In many ways, the Penguin update isn’t really much of a change at all. Google’s whole purpose in looking at links from the beginning was to more effectively evaluate which pages are the best result for a given query. In that sense, creating a bunch of links solely for the purpose of rising in the rankings has always been a bit of a trick – almost a loophole to artificially gain position. Penguin is just Google’s way of telling people to knock that off. Get your content noticed, certainly, but don’t go out and do it merely for purposes of SEO. Google wants you to know (or at least think) that they’re much too sophisticated for that kind of chicanery.
In fact, Google regularly emphasizes how they look at 200 different factors when determining the ranking of a page. As Amit Singhal said at SMX London just the other day, links are just one part of “a variation of signals that reinforce each other, which strengthen a website’s ranking.” At a higher level, a focus on ranking as a key indicator of campaign success is far less meaningful today with all of the personalization going on in search. All of these things bring us back to the content itself. Content that’s not ranking is likely not ranking because it’s not good enough, not specific enough, not useful enough, not compelling enough. This is why I see Penguin as the final blow to link building as we know it. If your content is not working for you, the answer can no longer be a bunch of links. The answer needs to be better content, new content, more (and more useful and compelling) content, measured not by where it’s showing up on a given SERP, but by what it’s yielding against business objectives.
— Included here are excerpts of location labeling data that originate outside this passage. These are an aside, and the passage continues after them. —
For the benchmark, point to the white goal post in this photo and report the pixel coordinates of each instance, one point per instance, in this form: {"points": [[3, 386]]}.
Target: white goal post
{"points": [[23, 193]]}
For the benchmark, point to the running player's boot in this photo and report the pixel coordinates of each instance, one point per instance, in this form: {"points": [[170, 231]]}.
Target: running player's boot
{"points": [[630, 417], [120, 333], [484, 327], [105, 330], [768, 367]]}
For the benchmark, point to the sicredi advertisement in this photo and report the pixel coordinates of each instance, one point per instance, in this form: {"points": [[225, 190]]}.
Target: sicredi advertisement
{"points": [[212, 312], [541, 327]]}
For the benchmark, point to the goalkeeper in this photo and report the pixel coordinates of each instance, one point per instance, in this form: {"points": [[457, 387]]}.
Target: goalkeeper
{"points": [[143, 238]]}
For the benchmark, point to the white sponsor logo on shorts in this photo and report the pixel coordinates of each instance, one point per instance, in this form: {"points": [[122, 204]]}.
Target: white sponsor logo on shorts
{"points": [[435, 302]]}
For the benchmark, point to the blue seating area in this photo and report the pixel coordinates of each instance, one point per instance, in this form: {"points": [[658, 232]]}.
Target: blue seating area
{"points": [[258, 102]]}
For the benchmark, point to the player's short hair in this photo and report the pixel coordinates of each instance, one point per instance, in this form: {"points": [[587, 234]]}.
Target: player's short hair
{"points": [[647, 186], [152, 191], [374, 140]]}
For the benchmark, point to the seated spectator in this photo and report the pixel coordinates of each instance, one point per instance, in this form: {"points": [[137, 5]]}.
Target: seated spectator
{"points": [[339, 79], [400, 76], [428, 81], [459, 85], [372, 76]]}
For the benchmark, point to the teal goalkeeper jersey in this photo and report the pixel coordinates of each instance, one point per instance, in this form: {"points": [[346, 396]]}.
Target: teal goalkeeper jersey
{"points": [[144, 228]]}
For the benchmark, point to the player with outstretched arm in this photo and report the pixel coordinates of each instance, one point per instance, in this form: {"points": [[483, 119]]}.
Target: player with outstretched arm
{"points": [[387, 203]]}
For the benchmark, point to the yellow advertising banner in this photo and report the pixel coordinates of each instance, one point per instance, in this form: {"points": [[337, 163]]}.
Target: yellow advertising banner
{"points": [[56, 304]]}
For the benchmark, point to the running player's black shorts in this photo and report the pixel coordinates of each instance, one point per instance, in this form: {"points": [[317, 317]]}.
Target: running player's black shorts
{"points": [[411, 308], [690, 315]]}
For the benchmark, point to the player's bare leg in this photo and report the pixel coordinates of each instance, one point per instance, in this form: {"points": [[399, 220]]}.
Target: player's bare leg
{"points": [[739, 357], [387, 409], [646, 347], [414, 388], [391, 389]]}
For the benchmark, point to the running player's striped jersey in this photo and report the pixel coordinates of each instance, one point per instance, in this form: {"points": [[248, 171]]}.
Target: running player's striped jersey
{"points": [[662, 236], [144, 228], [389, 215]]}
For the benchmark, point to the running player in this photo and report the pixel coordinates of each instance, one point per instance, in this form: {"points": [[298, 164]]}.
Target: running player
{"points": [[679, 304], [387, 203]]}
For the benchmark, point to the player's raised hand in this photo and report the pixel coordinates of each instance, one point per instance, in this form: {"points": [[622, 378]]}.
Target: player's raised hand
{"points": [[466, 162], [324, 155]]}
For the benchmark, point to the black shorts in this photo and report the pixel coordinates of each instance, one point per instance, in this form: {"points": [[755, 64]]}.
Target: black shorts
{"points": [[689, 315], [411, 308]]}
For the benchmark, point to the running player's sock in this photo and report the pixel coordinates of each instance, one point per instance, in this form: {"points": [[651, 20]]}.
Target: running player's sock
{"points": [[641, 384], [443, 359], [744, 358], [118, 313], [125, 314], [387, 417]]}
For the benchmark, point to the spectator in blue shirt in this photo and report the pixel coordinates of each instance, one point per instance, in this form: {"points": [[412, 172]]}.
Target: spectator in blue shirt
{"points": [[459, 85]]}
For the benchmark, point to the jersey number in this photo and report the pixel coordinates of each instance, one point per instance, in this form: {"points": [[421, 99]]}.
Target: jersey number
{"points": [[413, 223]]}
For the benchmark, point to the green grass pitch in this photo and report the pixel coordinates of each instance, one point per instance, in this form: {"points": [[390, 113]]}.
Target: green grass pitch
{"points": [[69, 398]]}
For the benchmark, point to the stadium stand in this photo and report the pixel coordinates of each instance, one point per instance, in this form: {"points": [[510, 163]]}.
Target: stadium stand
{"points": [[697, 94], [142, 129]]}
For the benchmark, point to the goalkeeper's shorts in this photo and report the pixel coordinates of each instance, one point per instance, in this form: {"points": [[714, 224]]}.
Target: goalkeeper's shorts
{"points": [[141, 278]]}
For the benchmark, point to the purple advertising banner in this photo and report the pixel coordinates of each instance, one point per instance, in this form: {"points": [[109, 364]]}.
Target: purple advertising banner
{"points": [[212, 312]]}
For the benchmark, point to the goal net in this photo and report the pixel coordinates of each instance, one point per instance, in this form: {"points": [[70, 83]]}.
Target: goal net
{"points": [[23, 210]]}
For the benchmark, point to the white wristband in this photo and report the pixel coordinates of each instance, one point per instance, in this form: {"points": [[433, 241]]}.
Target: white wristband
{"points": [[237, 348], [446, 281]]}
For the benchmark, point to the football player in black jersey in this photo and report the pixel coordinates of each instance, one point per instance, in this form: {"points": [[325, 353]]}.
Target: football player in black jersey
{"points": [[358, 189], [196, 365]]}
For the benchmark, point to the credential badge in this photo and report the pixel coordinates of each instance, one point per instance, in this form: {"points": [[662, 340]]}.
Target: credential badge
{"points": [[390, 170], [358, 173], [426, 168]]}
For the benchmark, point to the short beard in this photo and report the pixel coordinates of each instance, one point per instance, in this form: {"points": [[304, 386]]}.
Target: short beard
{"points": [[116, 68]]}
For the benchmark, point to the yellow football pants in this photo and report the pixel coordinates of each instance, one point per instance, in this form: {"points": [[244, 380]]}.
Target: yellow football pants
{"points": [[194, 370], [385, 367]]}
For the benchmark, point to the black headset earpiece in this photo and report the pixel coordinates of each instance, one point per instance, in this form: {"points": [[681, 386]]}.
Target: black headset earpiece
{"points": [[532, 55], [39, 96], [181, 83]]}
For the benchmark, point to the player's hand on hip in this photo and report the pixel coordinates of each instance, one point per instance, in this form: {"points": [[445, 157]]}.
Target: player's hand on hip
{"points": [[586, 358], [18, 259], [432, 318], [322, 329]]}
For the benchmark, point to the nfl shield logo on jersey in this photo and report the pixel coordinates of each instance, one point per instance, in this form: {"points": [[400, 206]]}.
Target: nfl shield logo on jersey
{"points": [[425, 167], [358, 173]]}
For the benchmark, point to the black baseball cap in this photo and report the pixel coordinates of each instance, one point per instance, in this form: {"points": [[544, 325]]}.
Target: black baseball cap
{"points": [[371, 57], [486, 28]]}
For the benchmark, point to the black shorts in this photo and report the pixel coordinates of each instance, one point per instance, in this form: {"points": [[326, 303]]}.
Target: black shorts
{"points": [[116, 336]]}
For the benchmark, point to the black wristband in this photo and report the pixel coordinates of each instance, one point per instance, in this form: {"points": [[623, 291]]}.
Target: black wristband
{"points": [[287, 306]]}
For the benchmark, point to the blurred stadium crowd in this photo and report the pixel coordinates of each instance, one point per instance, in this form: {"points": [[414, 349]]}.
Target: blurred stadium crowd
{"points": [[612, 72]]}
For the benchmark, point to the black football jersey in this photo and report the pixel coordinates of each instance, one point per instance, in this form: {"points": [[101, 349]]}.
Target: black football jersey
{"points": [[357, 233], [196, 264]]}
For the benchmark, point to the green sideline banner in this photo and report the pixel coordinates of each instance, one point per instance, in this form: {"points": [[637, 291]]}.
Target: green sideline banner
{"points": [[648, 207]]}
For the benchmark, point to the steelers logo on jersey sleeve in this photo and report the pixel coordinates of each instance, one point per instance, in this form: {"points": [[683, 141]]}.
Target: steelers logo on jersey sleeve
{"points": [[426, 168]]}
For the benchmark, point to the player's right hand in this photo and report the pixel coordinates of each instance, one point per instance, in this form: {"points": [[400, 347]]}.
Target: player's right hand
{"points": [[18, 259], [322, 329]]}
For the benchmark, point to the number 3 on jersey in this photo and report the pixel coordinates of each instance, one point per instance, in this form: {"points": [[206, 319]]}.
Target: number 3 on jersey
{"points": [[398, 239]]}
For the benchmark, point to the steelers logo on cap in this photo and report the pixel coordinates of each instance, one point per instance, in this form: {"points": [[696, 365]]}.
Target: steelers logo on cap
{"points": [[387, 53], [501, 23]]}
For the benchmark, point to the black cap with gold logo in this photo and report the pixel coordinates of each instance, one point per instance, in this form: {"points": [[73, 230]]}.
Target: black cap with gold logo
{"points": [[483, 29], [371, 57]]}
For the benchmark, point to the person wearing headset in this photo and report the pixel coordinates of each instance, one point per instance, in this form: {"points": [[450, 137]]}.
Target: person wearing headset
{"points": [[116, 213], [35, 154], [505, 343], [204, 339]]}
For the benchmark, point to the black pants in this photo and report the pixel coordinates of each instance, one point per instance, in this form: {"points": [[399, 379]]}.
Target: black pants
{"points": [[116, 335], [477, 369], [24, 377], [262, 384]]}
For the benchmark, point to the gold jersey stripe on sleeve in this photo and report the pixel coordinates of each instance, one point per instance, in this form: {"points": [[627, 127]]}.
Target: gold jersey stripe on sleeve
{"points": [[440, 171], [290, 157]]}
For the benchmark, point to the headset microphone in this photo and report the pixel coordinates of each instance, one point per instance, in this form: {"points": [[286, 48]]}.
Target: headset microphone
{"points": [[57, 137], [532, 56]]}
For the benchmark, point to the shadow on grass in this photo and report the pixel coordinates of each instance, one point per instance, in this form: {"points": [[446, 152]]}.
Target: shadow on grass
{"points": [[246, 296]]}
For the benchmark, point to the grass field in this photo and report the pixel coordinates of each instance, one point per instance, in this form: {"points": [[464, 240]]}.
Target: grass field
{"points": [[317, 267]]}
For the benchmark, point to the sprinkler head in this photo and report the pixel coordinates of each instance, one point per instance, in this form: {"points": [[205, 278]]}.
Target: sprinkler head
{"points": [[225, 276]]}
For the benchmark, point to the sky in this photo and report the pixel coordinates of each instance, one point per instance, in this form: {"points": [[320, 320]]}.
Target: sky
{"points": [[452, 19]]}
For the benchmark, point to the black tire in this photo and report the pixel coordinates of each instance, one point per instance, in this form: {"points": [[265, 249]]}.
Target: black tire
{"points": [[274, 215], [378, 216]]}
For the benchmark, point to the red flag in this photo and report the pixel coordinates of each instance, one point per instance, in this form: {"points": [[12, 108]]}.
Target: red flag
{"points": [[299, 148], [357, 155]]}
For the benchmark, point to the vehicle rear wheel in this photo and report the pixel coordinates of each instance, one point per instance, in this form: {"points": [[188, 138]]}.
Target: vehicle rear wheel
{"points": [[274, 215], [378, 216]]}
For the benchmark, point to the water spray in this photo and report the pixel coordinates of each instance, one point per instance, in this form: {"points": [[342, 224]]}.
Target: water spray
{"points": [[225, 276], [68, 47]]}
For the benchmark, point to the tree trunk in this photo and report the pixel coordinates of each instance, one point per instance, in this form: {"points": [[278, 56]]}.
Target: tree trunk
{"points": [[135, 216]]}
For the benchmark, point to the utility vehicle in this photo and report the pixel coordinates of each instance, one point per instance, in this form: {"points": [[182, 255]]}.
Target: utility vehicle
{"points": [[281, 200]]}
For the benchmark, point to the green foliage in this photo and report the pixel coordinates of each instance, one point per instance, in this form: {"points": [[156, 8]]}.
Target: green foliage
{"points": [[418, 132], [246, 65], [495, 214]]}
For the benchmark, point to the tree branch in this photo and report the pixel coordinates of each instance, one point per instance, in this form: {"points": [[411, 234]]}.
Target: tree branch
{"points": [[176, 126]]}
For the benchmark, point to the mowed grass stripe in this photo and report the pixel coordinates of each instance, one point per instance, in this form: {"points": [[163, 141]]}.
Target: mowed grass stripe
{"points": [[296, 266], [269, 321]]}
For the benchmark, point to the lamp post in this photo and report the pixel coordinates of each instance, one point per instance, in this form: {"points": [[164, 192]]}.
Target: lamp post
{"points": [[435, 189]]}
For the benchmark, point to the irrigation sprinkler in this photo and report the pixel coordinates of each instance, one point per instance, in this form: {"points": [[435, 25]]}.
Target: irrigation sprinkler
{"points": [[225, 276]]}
So, in light of this update, what should you do with your link building efforts? If you haven’t already, this is certainly the time to take a detailed look at what you (or others on your behalf) are doing so you can put the brakes on anything that doesn’t pass the sniff test (comments on unrelated blogs, links from low-quality sites, reciprocal links, PageRank manipulation, aggressive exact match anchor text, etc.). Once that’s been done (and there are some guides out there on taking down junk links if you need them), start evaluating your link building in the context of your larger marketing efforts. Links coming your way as a result of legitimate marketing promotions, public relations, guest blogging and other integrated efforts are great, but the Penguin update is just one more milestone on the road to irrelevancy for link building as we have known it.